Configuration options#

Title#

Parameter

Description

job_directory

This defines the location that idmtools will use to manage experiments on the SLURM cluster. The directory should be located somewhere that is mounted on all SLURM nodes at the same location. If you are unsure, ask your SLURM server administrator for guidance.

mode

Allows you to control the operational mode for idmtools. There are two modes currently supported. * - local * - bridged Bridged mode is required if you are running from within a Singularity container. See :ref:Operation Modes for details.

Note

Bold parameters are required

Operation modes#

The SLURM platform supports two modes of operation, Local and Bridged. Local is the default mode.

Bridged#

Bridged mode allows you to utilize the emodpy/idmtools Singularity environment containers. This is accomplished through a script that manages the communication to Slurm outside the container.

Bridged mode requires the package idmtools-slurm-utils.

To use bridged mode, before running your container you must run the bridge script outside the container:

idmtools-slurm-bridge

If you plan on using the same terminal, you may want to run the bridge in the background:

idmtools-slurm-bridge &

Once you have the bridge running, you can now run idmtools scripts from within Singularity containers. Ensure your platform is configured to use bridged mode:

singularity exec idmtools_1.6.8 bash
$ python my_script.py

Tips#

When using the slurm-bridge, there are a few tips for use

  1. When you background the process by running:

    idmtools-slurm-bridge &
    

    You will need to run:

    fg
    

    See [Foreground and Background Processes](https://www.linuxshelltips.com/foreground-and-background-process-in-linux/) in Linux

  2. You may need to load modules before executing the bridge. See [Modules documentation](https://curc.readthedocs.io/en/latest/compute/modules.html) for more details.

Local#

Local operation is meant to be executed directly on a SLURM cluster node.

Recommendations#

  • Simulation results and files should be backed up

Getting started#

After you have installed idmtools (Basic installation or Developer installation) and met the above listed prerequisites, you can begin submitting and running jobs to your SLURM cluster with idmtools. First verify your SLURM platform is running. Then submit a job with the included example Python script.

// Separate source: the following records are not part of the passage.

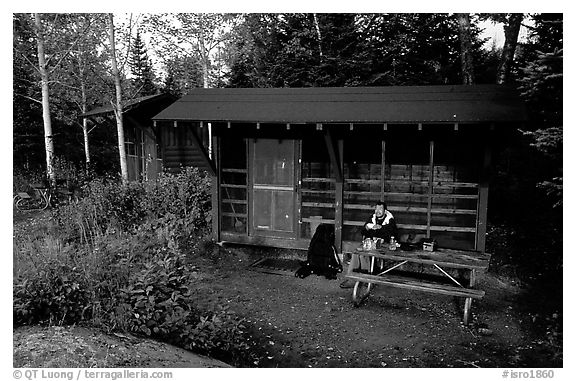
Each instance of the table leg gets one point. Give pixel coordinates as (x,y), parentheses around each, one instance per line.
(468,301)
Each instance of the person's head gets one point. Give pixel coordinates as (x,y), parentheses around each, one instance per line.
(380,208)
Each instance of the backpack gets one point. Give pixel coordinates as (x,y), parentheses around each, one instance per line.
(322,258)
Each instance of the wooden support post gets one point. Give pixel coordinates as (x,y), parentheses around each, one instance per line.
(383,172)
(203,153)
(333,153)
(430,190)
(483,201)
(339,215)
(215,179)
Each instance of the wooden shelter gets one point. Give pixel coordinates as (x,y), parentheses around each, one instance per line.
(284,160)
(144,150)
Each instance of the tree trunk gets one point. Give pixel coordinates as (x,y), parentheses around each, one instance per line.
(48,138)
(205,74)
(465,48)
(84,107)
(118,106)
(318,34)
(511,31)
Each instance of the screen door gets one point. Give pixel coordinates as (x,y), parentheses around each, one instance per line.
(273,190)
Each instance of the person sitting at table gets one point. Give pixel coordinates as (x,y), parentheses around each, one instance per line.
(381,224)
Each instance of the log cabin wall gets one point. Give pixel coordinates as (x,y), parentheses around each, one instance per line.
(429,180)
(179,148)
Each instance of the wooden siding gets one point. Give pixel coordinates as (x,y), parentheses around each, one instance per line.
(180,149)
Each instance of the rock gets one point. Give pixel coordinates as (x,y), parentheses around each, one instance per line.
(485,331)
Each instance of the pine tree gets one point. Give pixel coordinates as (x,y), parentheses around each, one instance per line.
(141,68)
(542,88)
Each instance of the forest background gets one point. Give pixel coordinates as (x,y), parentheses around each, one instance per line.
(301,50)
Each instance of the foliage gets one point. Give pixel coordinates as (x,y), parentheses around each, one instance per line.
(141,68)
(117,260)
(286,50)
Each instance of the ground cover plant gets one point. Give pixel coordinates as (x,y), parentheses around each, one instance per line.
(117,260)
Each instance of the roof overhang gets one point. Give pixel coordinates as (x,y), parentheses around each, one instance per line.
(394,104)
(131,105)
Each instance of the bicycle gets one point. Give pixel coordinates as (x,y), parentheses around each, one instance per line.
(42,196)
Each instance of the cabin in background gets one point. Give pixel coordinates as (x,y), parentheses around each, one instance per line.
(144,149)
(284,160)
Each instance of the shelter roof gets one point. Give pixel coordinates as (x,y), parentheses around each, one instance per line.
(131,104)
(393,104)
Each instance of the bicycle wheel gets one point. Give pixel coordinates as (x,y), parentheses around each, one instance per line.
(361,292)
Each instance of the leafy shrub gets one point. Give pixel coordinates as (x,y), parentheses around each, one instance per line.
(118,261)
(179,205)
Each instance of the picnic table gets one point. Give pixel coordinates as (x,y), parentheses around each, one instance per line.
(468,264)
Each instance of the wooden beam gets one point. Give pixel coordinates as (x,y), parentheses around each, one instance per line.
(430,189)
(483,201)
(383,171)
(203,153)
(215,179)
(333,153)
(339,200)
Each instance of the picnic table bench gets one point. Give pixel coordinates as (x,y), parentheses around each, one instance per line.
(467,264)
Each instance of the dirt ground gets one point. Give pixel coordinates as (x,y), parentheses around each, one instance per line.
(312,322)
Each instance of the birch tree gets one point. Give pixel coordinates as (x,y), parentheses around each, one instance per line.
(44,79)
(465,48)
(117,105)
(511,32)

Verify SLURM platform is running#

Type the following at a terminal session to verify that SLURM platform is running:

sinfo -a

This will list your available partitions, and status. You should see output similar to the following:

PARTITION AVAIL  TIMELIMIT  NODES  STATE NODELIST
LocalQ*      up   infinite      1   idle localhost

Submit a job#

Run the following included Python script to submit and run a job on your SLURM cluster:

/examples/native_slurm/python_sims.py

Note

workitems and AssetCollection are not supported on the SLURM platform with idmtools. If you’ve used the COMPS platform with idmtools you may have scripts using these objects. You would need to update these scripts without using these objects in order to run them on the SLURM platform.